New York Times (Opinion)
By Ross Douthat
March 16, 2016
Even
in the last limping years of his deeply unpopular administration,
George W. Bush was still popular with Republican voters. After Barack
Obama took office, Bush’s image popped up in anti-Obama
iconography, with a cheeky “miss me yet?” attached. And as his
presidency receded, Bush’s favorable ratings floated upward, rising
above President Obama’s and Hillary Clinton’s as the 2016 campaign got
underway.
These
numbers were no doubt present in Jeb Bush’s consciousness when he made
his fateful and destructive decision to run for president. But they were
also clearly part of Marco Rubio’s read
on the Republican Party, which ultimately led him to last night’s
campaign-ending defeat: Even more than George W. Bush’s own brother,
Rubio tried to make himself an heir to Bushism, and to build a bridge
between the last Republican administration and the
one that he aspired to lead.
Rubio’s
defeat, like most in politics, had many causes: a weak ground game, a
media strategy that was overwhelmed by Donald Trump’s cable-TV
dominance, a persona and positioning that made
him a second choice all over the map but a winner hardly anywhere, a
youthful mien in a “hard man for hard times” election, and of course
that one dreadful New Hampshire debate.
But
in purely ideological terms, what primary voters were rejecting when
they rejected him was the political synthesis of George W. Bush.
In
domestic politics, that synthesis had four pillars: a sincere social
conservatism rooted in a personal narrative of faith; a center-hugging
“compassionate conservatism” on issues related
to poverty and education; the pursuit of comprehensive immigration
reform as a means to win Latinos for the G.O.P.; and large
across-the-board tax cuts to placate the party’s donors and supply-side
wing.
In
foreign policy, Bushism began with the promise of restraint but
ultimately came to mean hawkishness shot through with Wilsonian
idealism, a vision of a crusading America whose interests
and values were perfectly aligned.
From
his arrival in Washington, Rubio seemed intent on imitating this
combination of ideas. He associated himself with neoconservative foreign
policy proposals and personnel. He became the
face of comprehensive immigration reform, take three. He wooed a rising
generation of evangelical and Catholic activists. He filled out a
domestic policy portfolio with “reform conservative” ideas on welfare
reform, health care, higher education and family-friendly
tax policy. And then to make sure nobody accused him of being some sort
of redistributionist squish, he attached those ideas to a sweeping
capital gains and corporate tax cut.
Politically
it was by no means a crazy strategy. For all his blunders, George W.

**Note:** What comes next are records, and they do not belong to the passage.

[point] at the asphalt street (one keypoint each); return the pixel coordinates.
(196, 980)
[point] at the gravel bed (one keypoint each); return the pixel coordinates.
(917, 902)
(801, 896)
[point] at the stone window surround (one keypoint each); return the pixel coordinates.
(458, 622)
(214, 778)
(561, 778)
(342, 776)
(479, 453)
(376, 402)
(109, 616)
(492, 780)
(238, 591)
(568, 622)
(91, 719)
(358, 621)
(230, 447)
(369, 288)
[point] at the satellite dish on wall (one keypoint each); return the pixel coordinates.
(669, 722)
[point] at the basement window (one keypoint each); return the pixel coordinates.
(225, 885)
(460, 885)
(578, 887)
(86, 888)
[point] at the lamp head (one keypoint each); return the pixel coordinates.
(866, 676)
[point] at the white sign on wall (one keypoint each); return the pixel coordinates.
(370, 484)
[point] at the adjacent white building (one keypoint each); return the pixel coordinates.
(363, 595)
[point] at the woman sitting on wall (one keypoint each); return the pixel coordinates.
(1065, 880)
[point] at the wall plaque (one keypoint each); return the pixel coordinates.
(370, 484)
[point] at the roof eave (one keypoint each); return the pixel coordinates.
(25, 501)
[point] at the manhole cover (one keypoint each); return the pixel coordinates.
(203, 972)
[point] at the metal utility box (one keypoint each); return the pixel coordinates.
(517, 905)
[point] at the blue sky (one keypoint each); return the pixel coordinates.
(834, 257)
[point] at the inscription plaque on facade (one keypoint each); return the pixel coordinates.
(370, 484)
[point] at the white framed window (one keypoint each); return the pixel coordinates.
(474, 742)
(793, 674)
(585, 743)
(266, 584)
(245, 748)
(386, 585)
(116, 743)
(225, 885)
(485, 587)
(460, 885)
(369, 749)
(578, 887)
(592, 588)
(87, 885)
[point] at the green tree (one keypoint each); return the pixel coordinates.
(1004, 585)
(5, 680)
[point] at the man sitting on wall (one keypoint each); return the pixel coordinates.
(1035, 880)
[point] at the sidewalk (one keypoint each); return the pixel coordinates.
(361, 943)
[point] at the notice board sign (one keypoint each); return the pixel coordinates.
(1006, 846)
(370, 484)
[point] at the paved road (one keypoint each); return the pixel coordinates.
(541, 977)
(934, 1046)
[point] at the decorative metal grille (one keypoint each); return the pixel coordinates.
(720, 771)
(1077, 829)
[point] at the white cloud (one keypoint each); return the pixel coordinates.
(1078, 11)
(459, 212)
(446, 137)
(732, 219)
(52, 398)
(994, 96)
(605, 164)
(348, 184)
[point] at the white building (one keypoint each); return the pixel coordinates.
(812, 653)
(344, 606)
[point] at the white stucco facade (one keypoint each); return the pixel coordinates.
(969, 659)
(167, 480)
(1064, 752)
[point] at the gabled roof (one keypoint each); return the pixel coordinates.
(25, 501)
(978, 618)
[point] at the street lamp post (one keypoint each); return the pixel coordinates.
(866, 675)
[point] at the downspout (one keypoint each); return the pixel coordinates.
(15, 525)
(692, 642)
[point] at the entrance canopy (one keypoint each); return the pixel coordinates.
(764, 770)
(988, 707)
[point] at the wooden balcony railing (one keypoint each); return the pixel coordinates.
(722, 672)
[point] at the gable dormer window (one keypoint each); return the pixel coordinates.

Bush is still the only Republican candidate for president to win the
popular vote in the last 25 years, and
the only figure to successfully unite and lead a fractious party. Parts
of Bushism look more optimistic, inclusive and economically relevant
than either the angrier Tea Party message that Rubio piggybacked on in
his 2010 Senate campaign or the generic “Mr.
Republican” messages that John McCain and Mitt Romney lost with in 2008
and 2012. And with the Middle East in flames, Russia increasingly
aggressive and the Islamic State camped out in Iraq and Syria, you can
see why many conservative elites imagined that
Americans — and Republican primary voters, especially — might want a
more hawkish, even Bushian successor to Barack Obama.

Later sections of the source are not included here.